The struggle for truth never got easier for King.  We remember him now as a great leader of the Civil Rights Movement, as one who led his people out of segregation and into the light of freedom.  But he was much more.  He was a prophet who dared to stand through his whole life for what wasn’t popular, for what wasn’t political correct, for what wouldn’t maximize his income or please many of those who supported him within limits.

Martin Luther King’s battles have not all been won.  We have not yet done away with inequality in our society, or with discrimination against Blacks and Latinos and undocumented aliens and gays.  We have not yet overcome poverty and despair in our inner cities, in Appalachia and in many other parts of this great land, not only among Black people but also among white people, young people, old people, people of all races and creeds.  We have not yet achieved the peace Martin Luther King, Jr. fought for, the peace on earth of which he dreamed.

And we all need constant reminders not to allow the Drum Major Instinct to carry us away into feelings of superiority, into forgetting that the spirit of Jesus calls us each to be servants, that to be great we must accept that we are small and that we are called to humility, not to arrogance.  As a nation we need to be constantly reminded that our greatness is founded on our goodness, not on our being uniquely chosen to be “number one.”  Today, King would be denounced as someone who “blames America first.”  Indeed, he was attacked in similar terms during his life.

The real lesson we need to learn from King’s life is not just that he was a great leader in the quest for civil rights, for freedom and equality for African Americans, but that he tried to stand for truth, whatever the opposition, whatever the consequences, however unpopular it might be.  On that path, he knew that he was in the right, and he knew that ultimately, after many long years of struggle, all of his dreams would be fulfilled.  As he put it at the end of his last sermon:

Let me close by saying that we have difficult days ahead in the struggle for justice and peace, but I will not yield to a politic of despair…. [I’m going to] go on with the determination to make America the truly great America that it is called to be.

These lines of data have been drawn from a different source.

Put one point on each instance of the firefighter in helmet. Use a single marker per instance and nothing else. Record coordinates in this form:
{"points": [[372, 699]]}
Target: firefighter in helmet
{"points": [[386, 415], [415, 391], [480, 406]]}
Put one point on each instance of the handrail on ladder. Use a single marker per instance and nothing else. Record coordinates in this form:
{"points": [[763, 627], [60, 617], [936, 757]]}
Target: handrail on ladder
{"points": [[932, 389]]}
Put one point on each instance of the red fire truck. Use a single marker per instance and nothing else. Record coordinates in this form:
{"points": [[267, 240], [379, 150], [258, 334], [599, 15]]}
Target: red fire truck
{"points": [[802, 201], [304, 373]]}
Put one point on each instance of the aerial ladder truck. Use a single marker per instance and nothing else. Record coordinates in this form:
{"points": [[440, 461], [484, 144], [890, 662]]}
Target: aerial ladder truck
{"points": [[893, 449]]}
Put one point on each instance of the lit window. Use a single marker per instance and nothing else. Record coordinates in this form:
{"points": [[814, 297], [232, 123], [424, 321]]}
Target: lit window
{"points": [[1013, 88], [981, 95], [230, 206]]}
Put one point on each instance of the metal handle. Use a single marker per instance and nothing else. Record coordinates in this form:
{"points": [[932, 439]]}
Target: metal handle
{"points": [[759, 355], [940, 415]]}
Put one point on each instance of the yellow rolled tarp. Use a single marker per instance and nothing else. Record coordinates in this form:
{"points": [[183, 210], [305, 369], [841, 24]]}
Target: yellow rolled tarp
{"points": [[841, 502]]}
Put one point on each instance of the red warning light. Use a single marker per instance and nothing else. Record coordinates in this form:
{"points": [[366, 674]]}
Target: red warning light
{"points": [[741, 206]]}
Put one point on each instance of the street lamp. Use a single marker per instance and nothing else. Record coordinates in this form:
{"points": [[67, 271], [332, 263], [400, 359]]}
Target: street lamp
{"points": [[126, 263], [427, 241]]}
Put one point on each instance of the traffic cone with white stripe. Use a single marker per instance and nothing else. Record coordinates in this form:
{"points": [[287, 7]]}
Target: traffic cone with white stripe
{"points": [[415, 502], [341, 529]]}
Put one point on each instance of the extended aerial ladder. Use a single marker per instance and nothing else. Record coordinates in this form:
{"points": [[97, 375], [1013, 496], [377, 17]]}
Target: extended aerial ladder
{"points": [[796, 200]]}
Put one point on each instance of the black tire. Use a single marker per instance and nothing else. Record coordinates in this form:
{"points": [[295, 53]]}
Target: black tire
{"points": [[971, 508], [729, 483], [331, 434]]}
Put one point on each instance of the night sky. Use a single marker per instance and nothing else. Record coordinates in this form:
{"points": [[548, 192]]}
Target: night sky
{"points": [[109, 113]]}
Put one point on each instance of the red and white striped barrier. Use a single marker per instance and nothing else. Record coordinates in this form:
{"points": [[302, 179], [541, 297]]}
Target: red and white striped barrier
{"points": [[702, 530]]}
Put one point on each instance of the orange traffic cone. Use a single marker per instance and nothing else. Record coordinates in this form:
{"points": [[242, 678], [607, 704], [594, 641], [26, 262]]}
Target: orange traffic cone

I say to you that our goal is freedom, and I believe we are going to get there because however much she strays away from it, the goal of America is freedom. Abused and scorned though we may be as [Black] people, our destiny is tied up in the destiny of America….

We’re going to win our freedom because both the sacred heritage of our nation and the eternal will of the almighty God are embodied in our echoing demands. And so, however dark it is, however deep the angry feelings are, and however violent explosions are, I can still sing "We Shall Overcome."

We shall overcome because the arc of the moral universe is long, but it bends toward justice.

We shall overcome because Carlyle is right—"No lie can live forever."

We shall overcome because William Cullen Bryant is right—"Truth, crushed to earth, will rise again."

We shall overcome because James Russell Lowell is right—as we were singing earlier today,

Truth forever on the scaffold, Wrong forever on the throne.

Yet that scaffold sways the future.

And behind the dim unknown stands God, within the shadow,

Keeping watch above his own.

With this faith we will be able to hew out of the mountain of despair the stone of hope. With this faith we will be able to transform the jangling discords of our nation into a beautiful symphony of brotherhood.[ii]

That is the faith we, too, must always hold dear.  That is the faith that makes us strong.  That is the faith that will overcome.

May it be so, and Amen.

                                                                    www.secondparish.org



[i] James H. Cone, Martin & Malcolm & America:  A Dream or a Nightmare, Maryknoll, NY:  Orbis Books, 1991, p. 240.

[ii] Martin Luther King, Jr., “Remaining Awake Through a Great Revolution,” 1968, in A Testament of Hope:  The Essential Writings of Martin Luther King, Jr., ed. James M. Washington, San Francisco:  Harper & Row, 1986, pp. 277-278.